Premiê britânica antecipa eleições para junho em manobra pré-Brexit

Aproveitando que o Partido Conservador está à frente do Trabalhista nas pesquisas, Theresa May tenta ampliar sua legitimidade na negociação sobre a saída do Reino Unido da UE

Andrei Netto, Correspondente / Paris, O Estado de S.Paulo

18 Abril 2017 | 07h48
Atualizado 18 Abril 2017 | 21h12

A primeira-ministra britânica, Theresa May, surpreendeu e anunciou nesta terça-feira a convocação de eleições parlamentares antecipadas para 8 de junho. A votação decidirá a nova formação do Parlamento e, em consequência, o nome do novo premiê. 

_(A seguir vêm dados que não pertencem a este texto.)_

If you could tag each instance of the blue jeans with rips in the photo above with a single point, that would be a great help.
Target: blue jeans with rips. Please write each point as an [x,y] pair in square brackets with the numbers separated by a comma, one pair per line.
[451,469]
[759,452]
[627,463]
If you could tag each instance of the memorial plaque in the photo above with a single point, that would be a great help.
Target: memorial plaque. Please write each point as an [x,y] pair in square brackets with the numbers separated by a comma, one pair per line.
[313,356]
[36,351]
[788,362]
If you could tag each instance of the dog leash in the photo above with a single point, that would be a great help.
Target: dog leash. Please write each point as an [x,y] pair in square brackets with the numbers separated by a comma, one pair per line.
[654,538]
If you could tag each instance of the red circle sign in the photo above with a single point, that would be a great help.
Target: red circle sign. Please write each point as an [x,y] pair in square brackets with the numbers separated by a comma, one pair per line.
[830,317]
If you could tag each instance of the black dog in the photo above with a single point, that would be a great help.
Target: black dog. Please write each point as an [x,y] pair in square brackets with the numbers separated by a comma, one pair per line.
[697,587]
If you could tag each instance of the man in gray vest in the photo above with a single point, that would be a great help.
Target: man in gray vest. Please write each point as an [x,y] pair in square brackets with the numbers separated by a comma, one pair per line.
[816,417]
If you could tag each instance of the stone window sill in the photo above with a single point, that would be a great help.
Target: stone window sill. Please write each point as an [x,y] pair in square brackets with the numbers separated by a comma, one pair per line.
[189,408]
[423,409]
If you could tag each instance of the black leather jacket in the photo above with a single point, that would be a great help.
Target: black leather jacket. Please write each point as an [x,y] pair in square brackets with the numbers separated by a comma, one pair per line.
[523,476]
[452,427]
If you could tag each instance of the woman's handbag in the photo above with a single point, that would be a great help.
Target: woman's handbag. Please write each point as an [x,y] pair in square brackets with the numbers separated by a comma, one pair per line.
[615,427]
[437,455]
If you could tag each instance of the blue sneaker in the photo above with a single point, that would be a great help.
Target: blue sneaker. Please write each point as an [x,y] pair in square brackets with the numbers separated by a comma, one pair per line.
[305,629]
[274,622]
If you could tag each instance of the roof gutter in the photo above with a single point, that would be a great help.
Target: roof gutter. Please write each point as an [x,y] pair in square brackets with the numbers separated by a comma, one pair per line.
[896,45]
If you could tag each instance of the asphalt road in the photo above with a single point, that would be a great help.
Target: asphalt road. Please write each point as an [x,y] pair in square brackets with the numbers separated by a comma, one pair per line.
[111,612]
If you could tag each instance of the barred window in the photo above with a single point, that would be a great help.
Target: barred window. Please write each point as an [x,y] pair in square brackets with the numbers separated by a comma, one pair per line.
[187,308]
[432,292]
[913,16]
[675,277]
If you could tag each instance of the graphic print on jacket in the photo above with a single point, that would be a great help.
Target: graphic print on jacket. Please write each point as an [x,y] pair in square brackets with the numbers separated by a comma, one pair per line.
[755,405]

A decisão faz parte de uma estratégia política do Partido Conservador, que nunca esteve tão à frente, segundo pesquisas, do Partido Trabalhista, cujo líder, Jeremy Corbyn, tem baixa popularidade. De quebra, a premiê pode ampliar sua legitimidade para negociar o divórcio entre Reino Unido e União Europeia, o Brexit. 

 

Em um breve pronunciamento, a premiê, que assumiu o poder 20 dias após o plebiscito do Brexit, em razão da renúncia de David Cameron, em julho de 2016, disse que o país vive um momento crucial de ruptura com Bruxelas e as divisões precisam ser superadas antes da data prevista originalmente para a votação, em 2020.

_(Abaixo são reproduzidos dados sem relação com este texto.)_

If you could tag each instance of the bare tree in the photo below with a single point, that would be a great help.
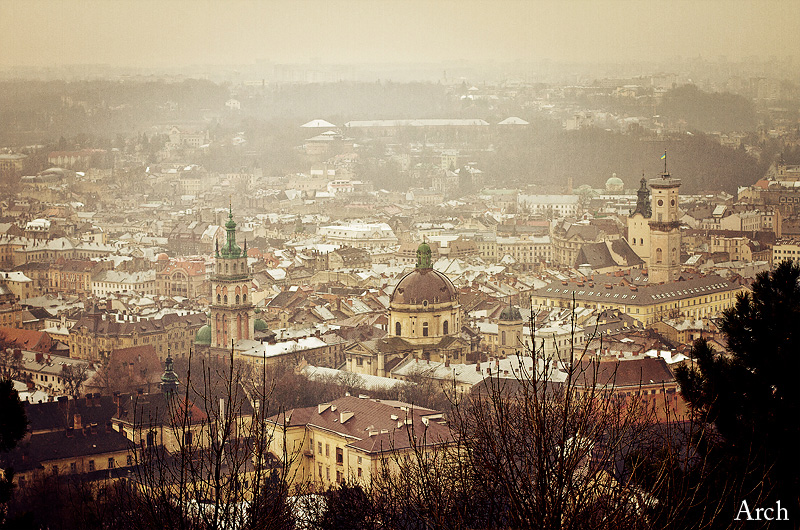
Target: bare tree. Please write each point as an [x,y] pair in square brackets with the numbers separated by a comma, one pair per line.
[548,446]
[202,459]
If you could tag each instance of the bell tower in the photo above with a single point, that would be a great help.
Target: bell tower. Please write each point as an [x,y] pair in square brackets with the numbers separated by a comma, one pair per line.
[232,314]
[665,234]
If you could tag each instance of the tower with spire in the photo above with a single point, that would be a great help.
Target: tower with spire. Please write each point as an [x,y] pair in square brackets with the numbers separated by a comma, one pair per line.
[232,315]
[639,222]
[665,234]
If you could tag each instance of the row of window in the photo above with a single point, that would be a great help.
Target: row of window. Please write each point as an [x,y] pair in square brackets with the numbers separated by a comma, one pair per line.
[398,328]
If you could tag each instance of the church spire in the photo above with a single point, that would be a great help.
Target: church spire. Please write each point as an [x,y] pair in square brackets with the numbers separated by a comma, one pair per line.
[231,249]
[169,379]
[424,259]
[643,205]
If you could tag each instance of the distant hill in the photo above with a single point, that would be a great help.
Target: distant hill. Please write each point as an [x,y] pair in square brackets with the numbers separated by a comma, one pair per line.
[546,154]
[708,111]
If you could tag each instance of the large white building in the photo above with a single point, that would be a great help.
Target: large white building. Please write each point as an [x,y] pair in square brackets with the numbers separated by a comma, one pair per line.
[555,205]
[110,282]
[359,235]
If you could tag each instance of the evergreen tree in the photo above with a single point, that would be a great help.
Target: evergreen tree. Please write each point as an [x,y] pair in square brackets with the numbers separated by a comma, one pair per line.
[13,425]
[749,394]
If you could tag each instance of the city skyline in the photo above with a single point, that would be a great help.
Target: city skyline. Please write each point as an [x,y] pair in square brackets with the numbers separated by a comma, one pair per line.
[179,33]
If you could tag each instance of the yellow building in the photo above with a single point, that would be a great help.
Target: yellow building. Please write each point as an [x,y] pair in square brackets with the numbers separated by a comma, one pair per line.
[699,296]
[784,249]
[349,438]
[97,333]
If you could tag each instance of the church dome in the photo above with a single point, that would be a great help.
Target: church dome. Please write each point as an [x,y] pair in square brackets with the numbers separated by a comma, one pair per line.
[423,285]
[510,313]
[615,184]
[203,335]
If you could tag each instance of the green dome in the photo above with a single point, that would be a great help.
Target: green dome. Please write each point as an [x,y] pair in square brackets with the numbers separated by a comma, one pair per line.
[203,335]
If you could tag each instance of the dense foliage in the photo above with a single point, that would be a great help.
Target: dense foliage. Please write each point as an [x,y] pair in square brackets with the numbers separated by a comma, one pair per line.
[749,394]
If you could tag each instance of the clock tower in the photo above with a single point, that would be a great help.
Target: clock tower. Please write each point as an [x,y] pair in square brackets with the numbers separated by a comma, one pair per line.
[232,313]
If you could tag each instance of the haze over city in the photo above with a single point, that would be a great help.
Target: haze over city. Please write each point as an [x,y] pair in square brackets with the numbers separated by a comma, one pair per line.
[178,33]
[399,265]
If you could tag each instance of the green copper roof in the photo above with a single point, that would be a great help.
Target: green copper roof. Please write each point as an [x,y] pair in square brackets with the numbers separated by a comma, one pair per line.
[169,379]
[203,335]
[230,249]
[424,260]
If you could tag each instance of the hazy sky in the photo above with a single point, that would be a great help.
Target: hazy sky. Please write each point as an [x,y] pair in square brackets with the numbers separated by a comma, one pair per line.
[181,32]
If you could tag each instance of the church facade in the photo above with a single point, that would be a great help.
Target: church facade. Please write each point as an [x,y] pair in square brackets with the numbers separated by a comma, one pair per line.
[231,310]
[424,321]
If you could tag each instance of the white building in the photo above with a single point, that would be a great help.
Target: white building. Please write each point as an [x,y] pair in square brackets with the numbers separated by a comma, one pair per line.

“Neste momento de enorme significado nacional, em que deveríamos ter união em Westminster, temos divisão. O país está unido, mas o Parlamento, não.” 

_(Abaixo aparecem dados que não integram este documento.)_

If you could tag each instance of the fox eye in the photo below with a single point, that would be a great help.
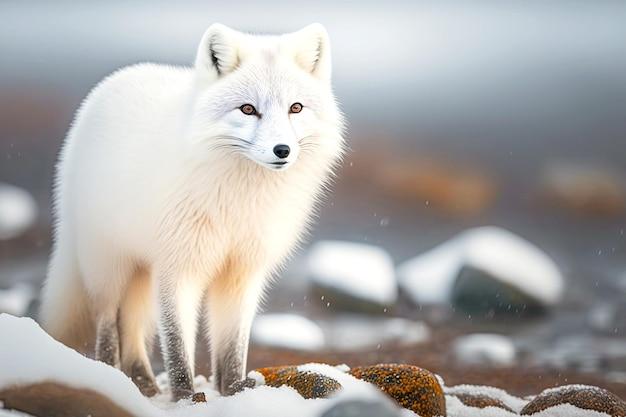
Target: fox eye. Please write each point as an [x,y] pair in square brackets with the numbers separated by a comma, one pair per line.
[295,108]
[248,109]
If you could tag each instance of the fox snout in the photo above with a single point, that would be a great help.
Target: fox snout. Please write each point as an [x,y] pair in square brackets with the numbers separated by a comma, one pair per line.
[282,151]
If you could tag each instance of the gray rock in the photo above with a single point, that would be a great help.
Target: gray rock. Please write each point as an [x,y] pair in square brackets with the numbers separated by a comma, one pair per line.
[362,408]
[480,293]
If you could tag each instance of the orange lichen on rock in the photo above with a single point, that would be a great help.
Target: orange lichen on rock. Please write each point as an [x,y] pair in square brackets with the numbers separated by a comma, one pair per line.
[412,387]
[308,384]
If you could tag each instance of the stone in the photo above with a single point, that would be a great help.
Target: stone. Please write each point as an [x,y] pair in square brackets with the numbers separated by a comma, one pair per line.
[239,386]
[308,384]
[362,408]
[581,396]
[352,276]
[198,397]
[411,387]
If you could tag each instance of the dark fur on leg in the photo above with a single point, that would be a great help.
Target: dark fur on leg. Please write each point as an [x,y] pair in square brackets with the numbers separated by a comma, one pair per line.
[144,379]
[108,343]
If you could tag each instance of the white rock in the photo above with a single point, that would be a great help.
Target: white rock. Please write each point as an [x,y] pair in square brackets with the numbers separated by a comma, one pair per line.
[362,271]
[429,278]
[485,349]
[287,331]
[18,211]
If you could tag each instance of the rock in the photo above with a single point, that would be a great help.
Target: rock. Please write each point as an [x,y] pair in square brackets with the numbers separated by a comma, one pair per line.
[308,384]
[51,399]
[198,397]
[350,332]
[484,271]
[352,276]
[585,189]
[412,387]
[287,331]
[481,396]
[18,211]
[362,408]
[484,349]
[482,401]
[479,292]
[239,386]
[581,396]
[446,187]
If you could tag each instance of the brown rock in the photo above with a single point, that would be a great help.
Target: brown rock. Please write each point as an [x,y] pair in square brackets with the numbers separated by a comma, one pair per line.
[412,387]
[581,396]
[481,401]
[50,399]
[239,386]
[585,189]
[308,384]
[447,187]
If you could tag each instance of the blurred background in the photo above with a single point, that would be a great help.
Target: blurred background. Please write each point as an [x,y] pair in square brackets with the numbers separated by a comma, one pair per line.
[462,115]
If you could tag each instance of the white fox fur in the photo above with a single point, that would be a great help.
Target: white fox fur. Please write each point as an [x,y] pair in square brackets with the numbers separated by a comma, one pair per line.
[168,201]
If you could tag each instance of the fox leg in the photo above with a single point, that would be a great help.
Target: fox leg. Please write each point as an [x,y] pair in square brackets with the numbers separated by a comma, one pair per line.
[108,338]
[231,309]
[178,314]
[136,326]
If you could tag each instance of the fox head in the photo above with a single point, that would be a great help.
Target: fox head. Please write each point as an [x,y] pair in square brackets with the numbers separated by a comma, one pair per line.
[267,98]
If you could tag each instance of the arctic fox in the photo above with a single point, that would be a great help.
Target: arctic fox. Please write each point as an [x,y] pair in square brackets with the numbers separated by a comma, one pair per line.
[182,190]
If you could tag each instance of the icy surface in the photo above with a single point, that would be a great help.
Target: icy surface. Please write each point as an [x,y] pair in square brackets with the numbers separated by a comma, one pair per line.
[18,211]
[288,331]
[363,271]
[29,355]
[429,278]
[485,348]
[16,300]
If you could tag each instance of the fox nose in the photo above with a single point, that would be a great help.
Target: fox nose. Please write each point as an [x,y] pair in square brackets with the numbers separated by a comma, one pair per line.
[281,151]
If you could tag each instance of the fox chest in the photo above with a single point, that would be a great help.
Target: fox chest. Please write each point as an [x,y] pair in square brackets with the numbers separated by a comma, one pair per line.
[254,236]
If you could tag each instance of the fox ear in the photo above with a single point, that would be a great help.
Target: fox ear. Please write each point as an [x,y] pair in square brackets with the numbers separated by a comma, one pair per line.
[311,49]
[218,52]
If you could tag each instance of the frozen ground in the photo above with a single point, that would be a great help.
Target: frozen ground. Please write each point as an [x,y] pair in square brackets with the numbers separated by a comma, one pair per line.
[29,355]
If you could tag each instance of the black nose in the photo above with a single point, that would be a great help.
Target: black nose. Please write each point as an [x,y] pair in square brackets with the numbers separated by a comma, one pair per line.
[281,151]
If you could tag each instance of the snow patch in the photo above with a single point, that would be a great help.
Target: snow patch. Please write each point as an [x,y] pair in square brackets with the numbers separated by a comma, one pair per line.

Segundo ela, a oposição, formada pelos partidos Trabalhista, Nacional Escocês e Liberal-Democrata, estaria colocando em dúvida sua legitimidade para conduzir as negociações com a UE. May disse que o único caminho para garantir a estabilidade é realizar eleições. “Será uma escolha entre uma liderança forte e estável, em favor do interesse nacional, comigo como primeira-ministra, ou uma coalizão de governo fraca e instável”, disse.

Na prática, mais do que formar uma maioria mais ampla – o governo já conta com 20 deputados além do mínimo necessário para formar um gabinete –, a convocação de eleições antecipadas revela uma jogada política. Em primeiro lugar, ela busca ampliar sua legitimidade, ganhando eleições e reforçando seu poder nas negociações com a União Europeia. Nesse caso, ela poderia justificar com mais facilidade a conta da separação, que pode custar entre € 25 bilhões e € 60 bilhões aos cofres britânicos.

Com a eleição antecipada, May também espera dirimir o movimento de britânicos que pedem um novo referendo sobre o divórcio entre Londres e Bruxelas. Por fim, a jogada leva em consideração a fraqueza da oposição e a popularidade de seu governo.

Uma pesquisa do instituto Comres indicou que os conservadores têm 46% das intenções de voto, enquanto os trabalhistas têm 25%. Já os liberais – principal partido contra o Brexit – somariam 11%. Para 50% dos britânicos, May é melhor premiê do que Corbyn seria – ele tem apenas 14% da preferência.